The Tale of Scott Sieppert’s Assent
When Scott was about to graduate from High School in 1996, he has his eyes set on becoming a mechanic. But after months of searching for someone to take him on as apprentice, he grew frustrated; and that’s when Ken Friesen stepped in.
Ken entered Scott’s life and offered him a role taking care of the wash rack at his Calgary 42nd Street location. Little did Scott know; Ken wouldn’t just be his boss, but his mentor over the next 30 years. Being young and eager to learn, Scott began his apprenticeship journey and by the turn of the century he attained his Red Seal status. Now being a big Ford guy—currently working on building a Ford Falcon with his youngest son, who happens to be a fourth-year apprentice at the same facility Scott started at—Scott has always had an affinity for restoring muscle cars, particularly Mustangs.
Later, Scott made the difficult choice to leave the Concours Team and join a smaller custom shop that specialized in his passion. In the next four years, he was not only able to hone his technical abilities but begin to develop his managerial toolbox. Scott loved his job, but it was pulling him away from his family. Working seven days a week, 13 hours a day ensuring other people’s dreams were becoming coming a reality, he decided it was time that he needed to give his dreams, aspirations, and family the attention they deserved.
In 2004, Scott rejoined the team at the facility on 42nd Street. He was now part of a team of three senior technicians, each with an apprentice. Scott cherishes these years as some of the most rewarding of his career, passing down his skills to the next generation of collision repair technicians.
After eight years of managing heavy hits, full frame repairs and many apprentices, he was offered the role of facility assistant manager. He looked forward to the role: the opportunity to learn the administration side of running a facility and learning how to estimate. He felt learning how to write an estimate would translate into more accurate information plugged into the repair process. Scott made this a priority to learn, as well as set a goal to become a general manager by the time he was 40 years old.
With his obvious technical ability and understanding of the repair process, being able to navigate the administrative side of the collision repair business and knowing how pen a sheet properly and other skills he’d picked up over the years, Scott seemed ready to advance to the general manger position he’d long strived for. Ben Ken knew better —Scott needed to hone his managerial abilities. He shipped Scott off to Houston, Texas, to the Running Cougar Ranch, where he was a student in a military-style boot camp designed to develop leadership abilities—by breaking attendees down their cores and building them back up. They even had to walk over hot coals. “This experience took the hot head of the redhead,” Scott and his head of ginger-toned hair commented after the camp.

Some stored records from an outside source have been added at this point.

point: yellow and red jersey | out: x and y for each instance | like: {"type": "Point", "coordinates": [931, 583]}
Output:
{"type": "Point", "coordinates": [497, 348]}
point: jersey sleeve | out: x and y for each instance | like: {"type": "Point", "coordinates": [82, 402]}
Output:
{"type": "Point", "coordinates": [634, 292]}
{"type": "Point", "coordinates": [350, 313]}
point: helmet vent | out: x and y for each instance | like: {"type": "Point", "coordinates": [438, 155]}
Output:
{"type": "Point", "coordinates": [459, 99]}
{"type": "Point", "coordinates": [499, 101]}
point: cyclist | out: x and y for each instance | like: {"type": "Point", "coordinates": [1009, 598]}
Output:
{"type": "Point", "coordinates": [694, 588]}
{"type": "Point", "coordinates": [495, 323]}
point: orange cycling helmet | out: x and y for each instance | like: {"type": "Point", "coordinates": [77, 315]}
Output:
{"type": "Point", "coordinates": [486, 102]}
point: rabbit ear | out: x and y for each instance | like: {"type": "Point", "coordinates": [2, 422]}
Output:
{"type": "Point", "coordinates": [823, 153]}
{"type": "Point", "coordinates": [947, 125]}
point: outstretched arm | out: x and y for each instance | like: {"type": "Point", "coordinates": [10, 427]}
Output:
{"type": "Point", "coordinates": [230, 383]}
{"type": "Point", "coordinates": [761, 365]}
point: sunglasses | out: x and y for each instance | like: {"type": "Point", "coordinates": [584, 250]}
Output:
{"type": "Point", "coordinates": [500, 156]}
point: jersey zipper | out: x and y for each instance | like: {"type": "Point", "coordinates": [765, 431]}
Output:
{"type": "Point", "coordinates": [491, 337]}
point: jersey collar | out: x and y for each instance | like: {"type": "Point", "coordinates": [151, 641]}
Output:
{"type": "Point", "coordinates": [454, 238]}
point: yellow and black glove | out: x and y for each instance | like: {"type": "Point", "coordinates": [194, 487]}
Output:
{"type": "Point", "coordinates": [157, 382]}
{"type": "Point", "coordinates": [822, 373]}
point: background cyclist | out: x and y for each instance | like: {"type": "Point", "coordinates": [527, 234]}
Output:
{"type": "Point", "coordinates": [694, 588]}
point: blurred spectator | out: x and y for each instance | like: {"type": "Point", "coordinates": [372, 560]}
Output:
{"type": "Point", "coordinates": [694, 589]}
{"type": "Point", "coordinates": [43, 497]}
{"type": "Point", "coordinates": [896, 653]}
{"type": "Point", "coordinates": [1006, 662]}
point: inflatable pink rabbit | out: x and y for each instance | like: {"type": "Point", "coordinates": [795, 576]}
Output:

He was not done learning yet, though; Scott later attended B2B Training from PPG and enrolled in Dale Carnegie courses. Now, truly beginning to understand what managing really entailed, he was offered a role as a general manager, satisfying the goal he set for himself.
Now overseeing the Boyd facility on 42nd Street, the one he started at back in high school, Scott could now lead a team, and implement his philosophy with this team—and others took notice. Scott was approached by John Irvine, Boyd’s Regional Manager for Alberta, to become a Technical Trainer for Boyd’s Western Canadian Operations.
Of course, with his internal thirst for endless knowledge, sharing that knowledge, and maintaining current, safe repairs in the industry, Scott jumped at the opportunity. Now, Scott wants to help Boyd make better Technicians, which will create better repair facilities which will in turn make our network the best in the industry. Who knows what’s next for this technical tactician.